Verständnis für die Forderung nach neuen Ermittlungsbefugnissen äußerten die ehemaligen FPÖ-Abgeordneten
Rupert Doppler und Gerhard Schmid (beide o.F.). Sie hinterfragten aber die Datenweitergabe an ausländische
Geheimdienste. Mit sensiblen Daten müsse sorgfältig umgegangen werden, mahnte Doppler. Schmid warnte
außerdem vor einer Art Spitzeldienst durch die Anwerbung von InformantInnen.
Opposition fordert Evaluierung der Polizeibefugnisse
Mitverhandelt mit dem neuen Staatsschutzgesetz wurden ein Antrag der FPÖ und zwei Anträge der NEOS (
1195/A(E), 1413/A(E)), die bei der Abstimmung jedoch keine Mehrheit fanden.
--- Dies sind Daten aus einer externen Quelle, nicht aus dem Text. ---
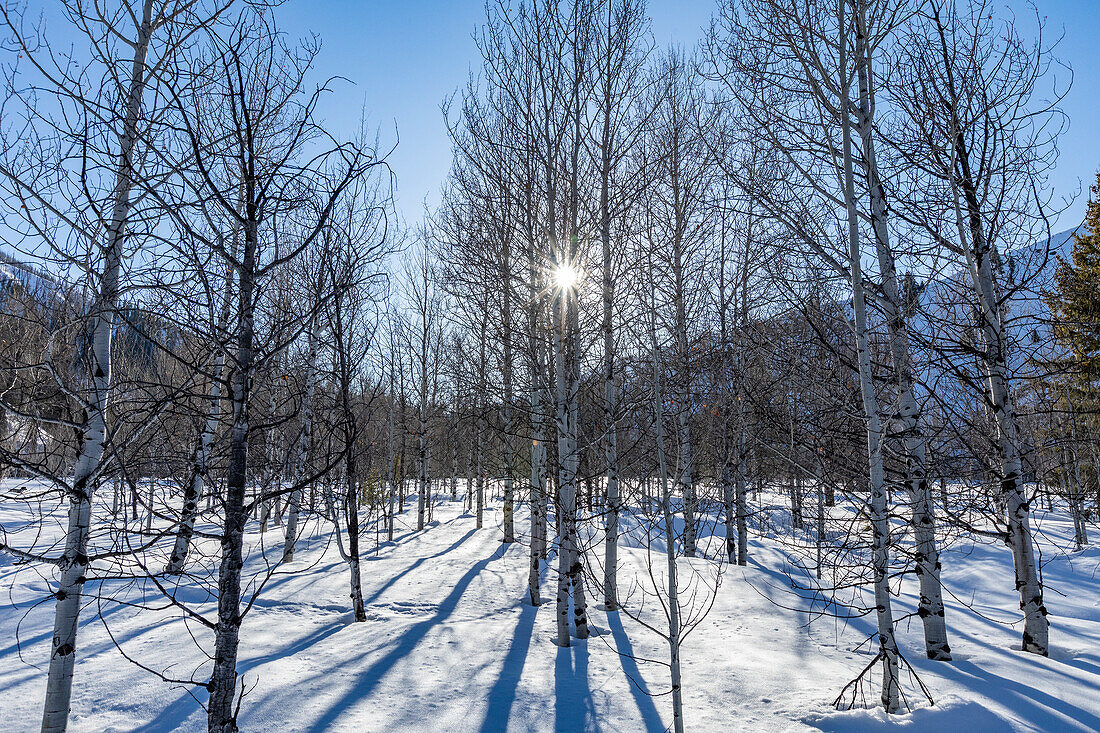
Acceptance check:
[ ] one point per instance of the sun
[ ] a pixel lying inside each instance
(567, 276)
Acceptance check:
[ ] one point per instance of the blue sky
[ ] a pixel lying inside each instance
(403, 57)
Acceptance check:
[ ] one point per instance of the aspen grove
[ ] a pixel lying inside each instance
(744, 382)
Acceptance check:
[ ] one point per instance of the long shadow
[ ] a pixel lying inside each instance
(503, 695)
(638, 688)
(1041, 709)
(389, 583)
(174, 715)
(370, 678)
(573, 708)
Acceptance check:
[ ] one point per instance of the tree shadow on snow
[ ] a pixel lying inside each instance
(573, 708)
(638, 688)
(370, 678)
(503, 696)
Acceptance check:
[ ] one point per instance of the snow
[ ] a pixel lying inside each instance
(450, 645)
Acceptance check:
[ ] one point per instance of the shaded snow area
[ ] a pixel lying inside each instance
(450, 645)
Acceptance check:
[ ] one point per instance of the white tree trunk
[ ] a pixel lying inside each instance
(301, 452)
(908, 419)
(878, 509)
(74, 562)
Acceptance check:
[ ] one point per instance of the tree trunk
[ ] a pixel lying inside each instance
(74, 561)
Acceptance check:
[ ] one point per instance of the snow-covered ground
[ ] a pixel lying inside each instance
(449, 645)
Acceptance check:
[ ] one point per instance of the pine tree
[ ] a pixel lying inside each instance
(1075, 303)
(1075, 314)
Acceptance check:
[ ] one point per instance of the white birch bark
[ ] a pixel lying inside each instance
(908, 419)
(670, 540)
(878, 509)
(301, 451)
(74, 562)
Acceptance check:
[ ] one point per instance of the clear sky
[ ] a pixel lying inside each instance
(403, 57)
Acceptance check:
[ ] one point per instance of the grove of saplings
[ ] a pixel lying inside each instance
(796, 260)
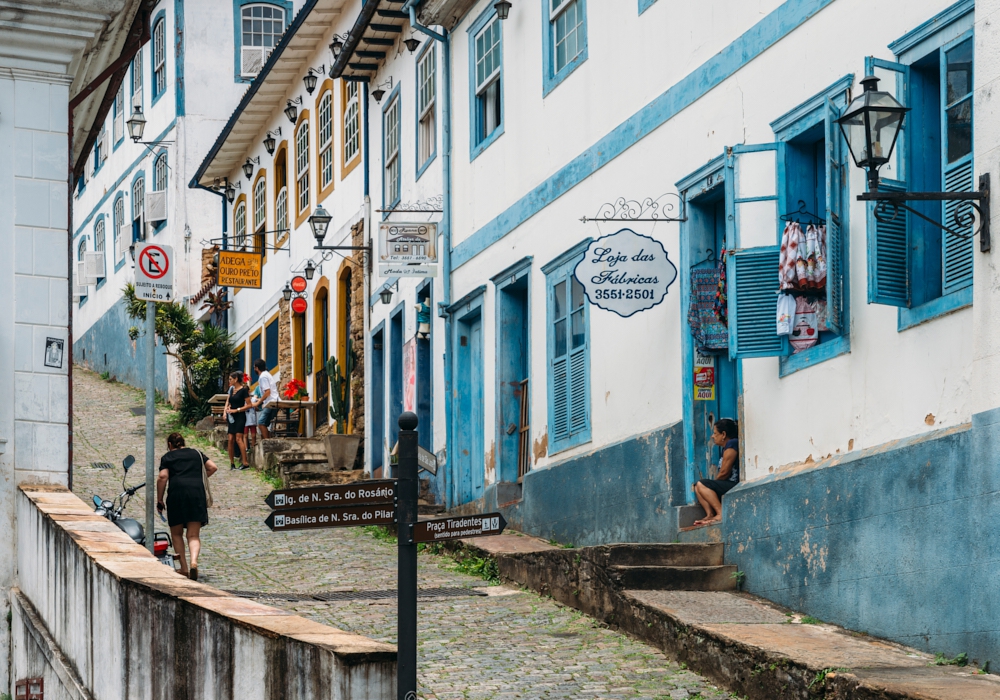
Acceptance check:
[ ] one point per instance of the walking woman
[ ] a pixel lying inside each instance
(187, 502)
(236, 409)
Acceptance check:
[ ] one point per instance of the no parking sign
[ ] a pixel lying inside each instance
(154, 273)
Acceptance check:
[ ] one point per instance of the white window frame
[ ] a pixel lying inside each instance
(391, 151)
(302, 167)
(325, 138)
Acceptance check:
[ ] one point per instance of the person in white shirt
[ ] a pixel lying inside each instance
(268, 397)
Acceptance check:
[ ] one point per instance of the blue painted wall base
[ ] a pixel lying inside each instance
(619, 493)
(106, 347)
(897, 541)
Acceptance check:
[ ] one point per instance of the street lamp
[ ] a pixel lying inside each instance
(136, 124)
(503, 8)
(319, 222)
(269, 142)
(871, 125)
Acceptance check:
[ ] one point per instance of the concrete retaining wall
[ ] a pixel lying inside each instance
(897, 541)
(96, 607)
(623, 492)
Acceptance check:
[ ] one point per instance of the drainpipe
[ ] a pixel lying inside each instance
(445, 40)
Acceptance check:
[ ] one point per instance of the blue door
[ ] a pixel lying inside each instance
(469, 419)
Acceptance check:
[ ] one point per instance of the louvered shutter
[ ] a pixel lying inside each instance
(156, 206)
(888, 241)
(956, 254)
(834, 231)
(560, 399)
(753, 303)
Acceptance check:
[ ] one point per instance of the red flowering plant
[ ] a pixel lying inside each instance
(296, 390)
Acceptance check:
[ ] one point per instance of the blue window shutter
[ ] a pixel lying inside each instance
(957, 252)
(560, 400)
(753, 303)
(835, 253)
(888, 241)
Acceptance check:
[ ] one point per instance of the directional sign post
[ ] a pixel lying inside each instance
(384, 502)
(154, 283)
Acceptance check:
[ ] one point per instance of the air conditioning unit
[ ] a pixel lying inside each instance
(156, 206)
(93, 267)
(253, 59)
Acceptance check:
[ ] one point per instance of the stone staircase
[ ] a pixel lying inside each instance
(666, 567)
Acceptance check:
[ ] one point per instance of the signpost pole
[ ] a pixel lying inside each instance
(150, 418)
(407, 490)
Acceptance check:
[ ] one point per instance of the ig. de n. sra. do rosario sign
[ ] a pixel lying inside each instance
(626, 272)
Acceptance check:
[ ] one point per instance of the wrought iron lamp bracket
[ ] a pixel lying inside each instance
(665, 208)
(961, 217)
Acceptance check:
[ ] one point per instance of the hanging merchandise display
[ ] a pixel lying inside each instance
(709, 332)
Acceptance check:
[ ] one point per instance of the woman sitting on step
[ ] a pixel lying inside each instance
(725, 434)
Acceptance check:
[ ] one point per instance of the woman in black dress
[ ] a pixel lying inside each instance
(187, 505)
(236, 409)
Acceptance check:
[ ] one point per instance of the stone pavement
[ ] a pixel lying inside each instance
(507, 644)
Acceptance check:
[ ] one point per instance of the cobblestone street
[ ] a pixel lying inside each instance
(495, 642)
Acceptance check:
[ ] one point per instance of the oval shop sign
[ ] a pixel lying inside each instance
(626, 272)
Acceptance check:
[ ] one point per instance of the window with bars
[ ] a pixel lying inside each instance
(159, 58)
(302, 167)
(390, 154)
(137, 79)
(325, 138)
(352, 121)
(568, 354)
(261, 27)
(426, 106)
(138, 206)
(240, 226)
(260, 216)
(487, 53)
(119, 115)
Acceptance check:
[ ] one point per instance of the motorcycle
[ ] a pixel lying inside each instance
(112, 510)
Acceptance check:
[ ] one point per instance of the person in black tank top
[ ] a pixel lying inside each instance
(725, 434)
(237, 406)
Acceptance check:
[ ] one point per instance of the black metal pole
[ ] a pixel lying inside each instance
(406, 488)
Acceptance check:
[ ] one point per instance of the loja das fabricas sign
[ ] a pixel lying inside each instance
(626, 272)
(240, 269)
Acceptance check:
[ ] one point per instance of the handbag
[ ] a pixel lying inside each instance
(204, 480)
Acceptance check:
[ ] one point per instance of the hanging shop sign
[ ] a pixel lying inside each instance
(240, 269)
(626, 272)
(407, 243)
(704, 377)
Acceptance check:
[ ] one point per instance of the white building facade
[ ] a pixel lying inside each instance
(198, 61)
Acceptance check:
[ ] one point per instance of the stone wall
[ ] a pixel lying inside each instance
(98, 617)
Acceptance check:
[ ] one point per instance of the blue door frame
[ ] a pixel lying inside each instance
(703, 236)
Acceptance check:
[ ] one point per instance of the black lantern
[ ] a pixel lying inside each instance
(136, 124)
(871, 126)
(503, 8)
(319, 222)
(336, 46)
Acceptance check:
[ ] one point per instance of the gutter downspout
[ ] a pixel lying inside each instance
(445, 302)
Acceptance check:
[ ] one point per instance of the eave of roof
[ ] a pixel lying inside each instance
(267, 90)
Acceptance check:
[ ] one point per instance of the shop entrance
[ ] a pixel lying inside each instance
(711, 378)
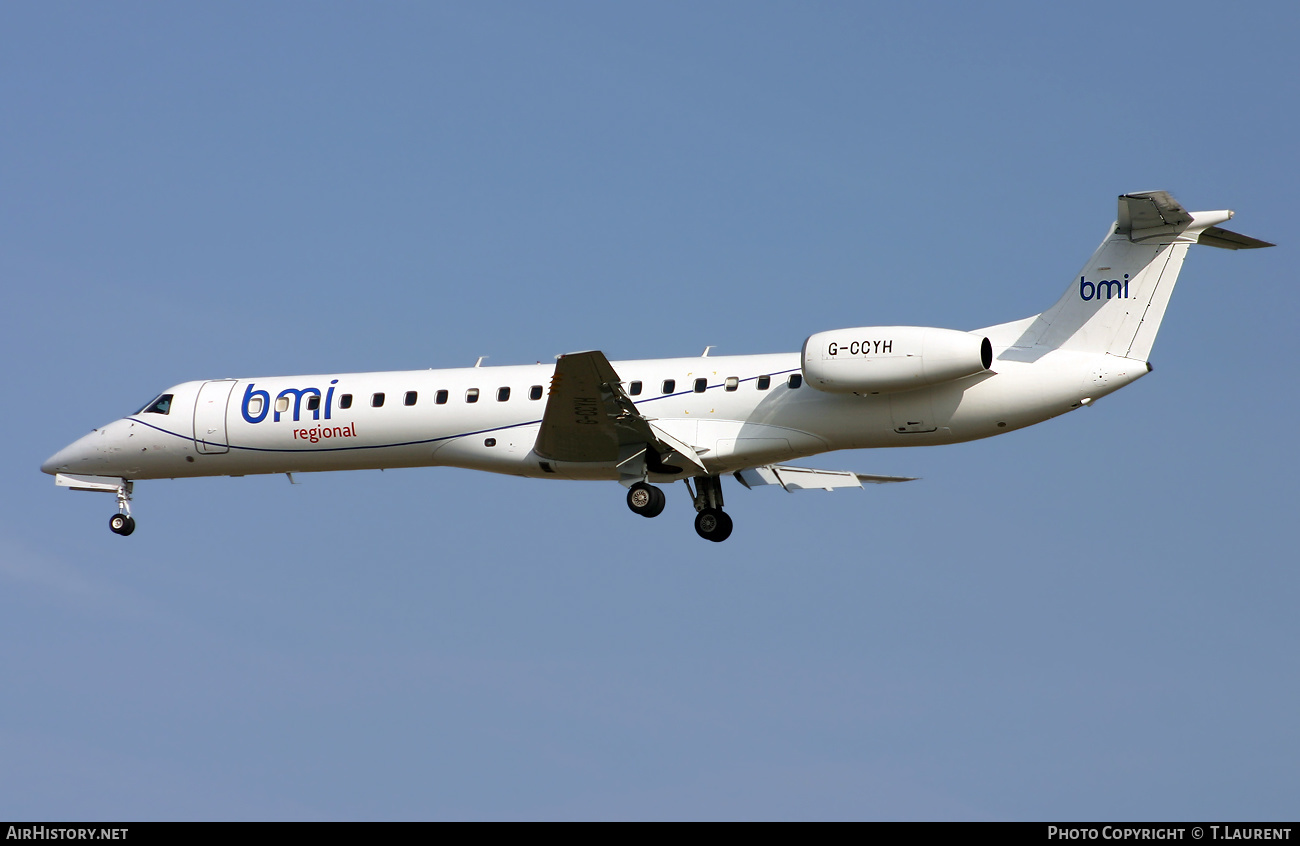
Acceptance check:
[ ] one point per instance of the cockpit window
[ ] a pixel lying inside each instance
(161, 406)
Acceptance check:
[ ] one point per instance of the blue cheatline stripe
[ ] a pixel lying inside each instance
(415, 443)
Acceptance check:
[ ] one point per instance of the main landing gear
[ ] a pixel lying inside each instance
(646, 500)
(711, 521)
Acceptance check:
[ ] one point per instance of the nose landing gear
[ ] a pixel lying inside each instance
(122, 523)
(711, 521)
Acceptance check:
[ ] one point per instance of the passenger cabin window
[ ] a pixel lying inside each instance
(163, 406)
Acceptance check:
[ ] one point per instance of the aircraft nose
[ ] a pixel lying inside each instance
(73, 458)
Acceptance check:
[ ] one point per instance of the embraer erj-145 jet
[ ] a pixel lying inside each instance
(655, 421)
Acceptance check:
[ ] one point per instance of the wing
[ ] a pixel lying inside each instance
(793, 478)
(589, 417)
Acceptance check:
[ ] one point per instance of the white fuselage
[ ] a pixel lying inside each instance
(267, 424)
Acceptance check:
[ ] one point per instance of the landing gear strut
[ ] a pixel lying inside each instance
(711, 521)
(646, 500)
(122, 523)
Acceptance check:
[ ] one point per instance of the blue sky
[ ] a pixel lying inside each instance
(1091, 619)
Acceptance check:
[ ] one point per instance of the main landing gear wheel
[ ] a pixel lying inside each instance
(121, 524)
(646, 500)
(713, 524)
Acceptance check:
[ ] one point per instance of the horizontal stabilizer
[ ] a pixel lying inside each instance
(1222, 238)
(793, 478)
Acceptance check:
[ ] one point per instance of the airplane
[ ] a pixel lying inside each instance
(650, 423)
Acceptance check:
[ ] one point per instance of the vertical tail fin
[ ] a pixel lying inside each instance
(1116, 303)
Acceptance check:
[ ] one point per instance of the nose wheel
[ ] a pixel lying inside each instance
(713, 524)
(121, 524)
(711, 521)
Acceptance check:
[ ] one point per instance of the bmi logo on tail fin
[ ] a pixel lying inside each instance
(1118, 299)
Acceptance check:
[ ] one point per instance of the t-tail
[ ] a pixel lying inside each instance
(1114, 304)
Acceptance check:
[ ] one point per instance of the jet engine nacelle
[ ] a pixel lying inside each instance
(889, 359)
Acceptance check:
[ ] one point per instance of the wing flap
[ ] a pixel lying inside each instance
(589, 417)
(793, 478)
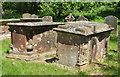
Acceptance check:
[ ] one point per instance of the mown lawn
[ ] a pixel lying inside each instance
(20, 67)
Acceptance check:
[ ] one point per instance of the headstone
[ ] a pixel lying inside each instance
(70, 18)
(112, 21)
(82, 18)
(119, 41)
(34, 16)
(26, 15)
(47, 19)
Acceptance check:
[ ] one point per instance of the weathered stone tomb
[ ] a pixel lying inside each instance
(32, 37)
(82, 42)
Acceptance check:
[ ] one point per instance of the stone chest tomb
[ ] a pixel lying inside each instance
(82, 42)
(32, 37)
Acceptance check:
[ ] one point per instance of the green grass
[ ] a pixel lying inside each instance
(20, 67)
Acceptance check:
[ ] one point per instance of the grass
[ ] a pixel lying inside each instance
(31, 68)
(20, 67)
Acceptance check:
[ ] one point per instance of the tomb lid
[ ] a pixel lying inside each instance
(5, 21)
(32, 24)
(8, 20)
(84, 27)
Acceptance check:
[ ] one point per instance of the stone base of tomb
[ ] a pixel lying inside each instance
(28, 56)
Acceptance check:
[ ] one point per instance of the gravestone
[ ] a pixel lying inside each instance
(82, 18)
(112, 21)
(47, 19)
(34, 16)
(26, 15)
(119, 41)
(70, 18)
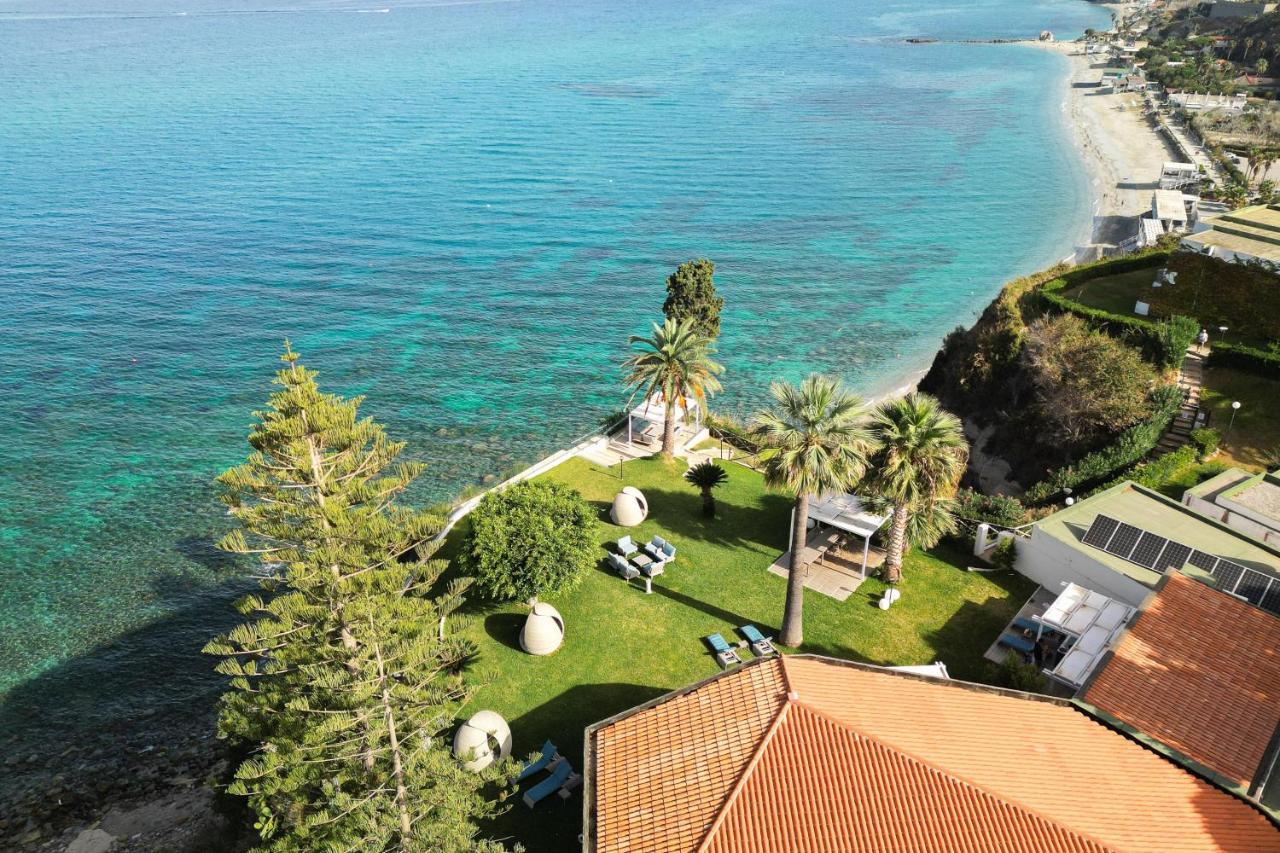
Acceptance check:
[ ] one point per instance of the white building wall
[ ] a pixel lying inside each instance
(1052, 562)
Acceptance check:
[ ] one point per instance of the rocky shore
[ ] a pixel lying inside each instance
(146, 784)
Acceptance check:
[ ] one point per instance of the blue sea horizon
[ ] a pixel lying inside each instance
(460, 210)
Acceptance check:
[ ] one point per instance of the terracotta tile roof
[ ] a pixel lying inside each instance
(1198, 671)
(664, 798)
(819, 755)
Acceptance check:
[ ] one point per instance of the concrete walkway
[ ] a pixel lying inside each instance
(1191, 381)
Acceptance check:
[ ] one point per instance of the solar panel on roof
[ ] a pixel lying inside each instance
(1100, 532)
(1152, 551)
(1148, 548)
(1228, 574)
(1202, 560)
(1271, 600)
(1252, 587)
(1173, 557)
(1123, 542)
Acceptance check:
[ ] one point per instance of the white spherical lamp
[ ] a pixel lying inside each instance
(544, 629)
(481, 740)
(630, 507)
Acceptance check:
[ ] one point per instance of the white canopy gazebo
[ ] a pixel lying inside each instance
(845, 512)
(647, 418)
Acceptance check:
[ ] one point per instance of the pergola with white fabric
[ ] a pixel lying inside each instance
(653, 411)
(1092, 623)
(845, 512)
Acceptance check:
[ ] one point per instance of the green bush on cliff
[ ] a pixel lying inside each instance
(1130, 447)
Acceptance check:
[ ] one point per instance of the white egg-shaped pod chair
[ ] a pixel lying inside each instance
(630, 507)
(481, 740)
(544, 629)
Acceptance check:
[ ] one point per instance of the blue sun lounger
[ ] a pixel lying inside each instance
(549, 755)
(1019, 643)
(760, 644)
(725, 655)
(549, 785)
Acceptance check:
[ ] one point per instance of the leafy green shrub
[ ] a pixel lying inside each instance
(1162, 343)
(1175, 336)
(1206, 441)
(1248, 359)
(1005, 555)
(534, 538)
(1128, 448)
(993, 509)
(731, 432)
(1016, 674)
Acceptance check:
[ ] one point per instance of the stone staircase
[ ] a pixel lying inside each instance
(1191, 378)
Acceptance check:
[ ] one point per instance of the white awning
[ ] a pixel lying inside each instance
(656, 410)
(1093, 621)
(846, 512)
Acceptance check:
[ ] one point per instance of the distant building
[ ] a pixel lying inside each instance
(1205, 101)
(1124, 541)
(1247, 235)
(1239, 9)
(1175, 176)
(1242, 501)
(1174, 209)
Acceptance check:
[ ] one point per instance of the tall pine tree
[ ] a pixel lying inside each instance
(348, 671)
(691, 296)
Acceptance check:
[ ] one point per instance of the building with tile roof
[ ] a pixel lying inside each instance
(1056, 551)
(809, 753)
(1200, 671)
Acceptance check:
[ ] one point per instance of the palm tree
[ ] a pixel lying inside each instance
(707, 475)
(821, 445)
(676, 363)
(920, 454)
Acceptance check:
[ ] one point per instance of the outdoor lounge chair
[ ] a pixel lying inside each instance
(549, 755)
(549, 785)
(725, 655)
(659, 550)
(1018, 643)
(622, 566)
(760, 644)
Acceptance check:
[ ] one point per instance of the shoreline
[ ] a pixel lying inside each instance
(1119, 150)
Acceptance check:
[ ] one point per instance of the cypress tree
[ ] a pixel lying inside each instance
(351, 665)
(691, 296)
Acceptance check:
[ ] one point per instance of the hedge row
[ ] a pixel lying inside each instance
(1132, 446)
(1248, 359)
(1160, 342)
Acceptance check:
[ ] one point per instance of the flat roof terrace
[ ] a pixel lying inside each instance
(1147, 510)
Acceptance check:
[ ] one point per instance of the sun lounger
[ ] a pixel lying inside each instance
(625, 569)
(659, 550)
(725, 655)
(1025, 624)
(549, 785)
(1018, 643)
(760, 644)
(548, 756)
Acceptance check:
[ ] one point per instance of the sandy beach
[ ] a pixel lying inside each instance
(1121, 150)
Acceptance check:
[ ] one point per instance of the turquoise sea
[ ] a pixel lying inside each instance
(461, 210)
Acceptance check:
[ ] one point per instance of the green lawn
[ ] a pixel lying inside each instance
(624, 647)
(1257, 424)
(1115, 293)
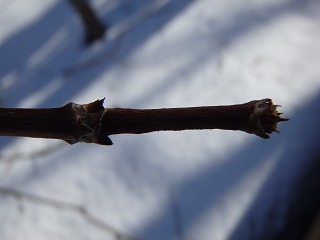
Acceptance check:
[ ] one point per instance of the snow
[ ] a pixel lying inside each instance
(167, 185)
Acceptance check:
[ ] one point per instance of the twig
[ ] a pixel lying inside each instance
(92, 123)
(67, 206)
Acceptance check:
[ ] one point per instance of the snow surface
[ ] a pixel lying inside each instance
(161, 53)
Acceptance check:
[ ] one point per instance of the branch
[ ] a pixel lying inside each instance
(92, 123)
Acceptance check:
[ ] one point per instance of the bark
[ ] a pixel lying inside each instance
(94, 28)
(92, 123)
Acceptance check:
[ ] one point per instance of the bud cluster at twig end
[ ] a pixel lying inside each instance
(264, 118)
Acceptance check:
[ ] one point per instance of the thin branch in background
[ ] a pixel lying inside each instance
(94, 28)
(115, 35)
(70, 207)
(92, 123)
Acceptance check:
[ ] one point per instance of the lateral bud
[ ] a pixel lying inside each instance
(89, 116)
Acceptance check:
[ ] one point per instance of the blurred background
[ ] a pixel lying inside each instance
(155, 54)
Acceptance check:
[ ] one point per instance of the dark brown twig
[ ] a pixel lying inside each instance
(92, 123)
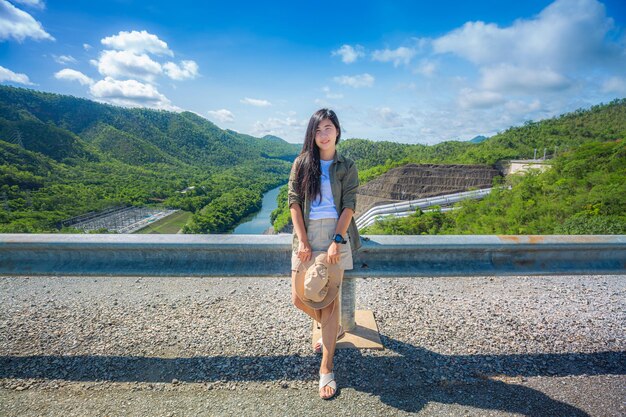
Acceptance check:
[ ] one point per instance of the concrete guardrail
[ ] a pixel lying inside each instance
(269, 255)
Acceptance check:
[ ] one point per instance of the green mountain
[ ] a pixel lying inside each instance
(599, 123)
(478, 139)
(584, 192)
(63, 156)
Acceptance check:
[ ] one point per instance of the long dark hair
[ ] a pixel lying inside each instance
(308, 168)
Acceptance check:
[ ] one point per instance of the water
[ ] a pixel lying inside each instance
(261, 220)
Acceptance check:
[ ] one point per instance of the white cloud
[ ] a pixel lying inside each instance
(355, 81)
(401, 55)
(349, 54)
(73, 75)
(614, 85)
(14, 77)
(222, 115)
(566, 33)
(507, 78)
(287, 128)
(426, 68)
(127, 64)
(385, 118)
(32, 3)
(64, 59)
(17, 24)
(256, 102)
(522, 107)
(330, 94)
(130, 93)
(469, 98)
(137, 42)
(186, 70)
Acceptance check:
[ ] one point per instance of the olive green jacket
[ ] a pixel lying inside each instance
(344, 182)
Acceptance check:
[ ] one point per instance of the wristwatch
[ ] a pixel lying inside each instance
(339, 239)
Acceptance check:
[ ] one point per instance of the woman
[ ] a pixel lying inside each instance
(322, 201)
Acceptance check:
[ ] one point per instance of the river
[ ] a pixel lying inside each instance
(260, 221)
Der Opposition wäre es insbesondere
darum gegangen, die Befugnisse der Sicherheitsbehörden zu evaluieren und "grundrechtsschonenden Aufklärungsmethoden"
Vorrang vor überbordenden Überwachungsmaßnahmen zu geben. Alle Befugnisse, die sich nicht als notwendig
erweisen oder unverhältnismäßig sind, sollten aufgehoben werden. Die NEOS wenden sich außerdem
gegen eine Wiederbelebung der Vorratsdatenspeicherung.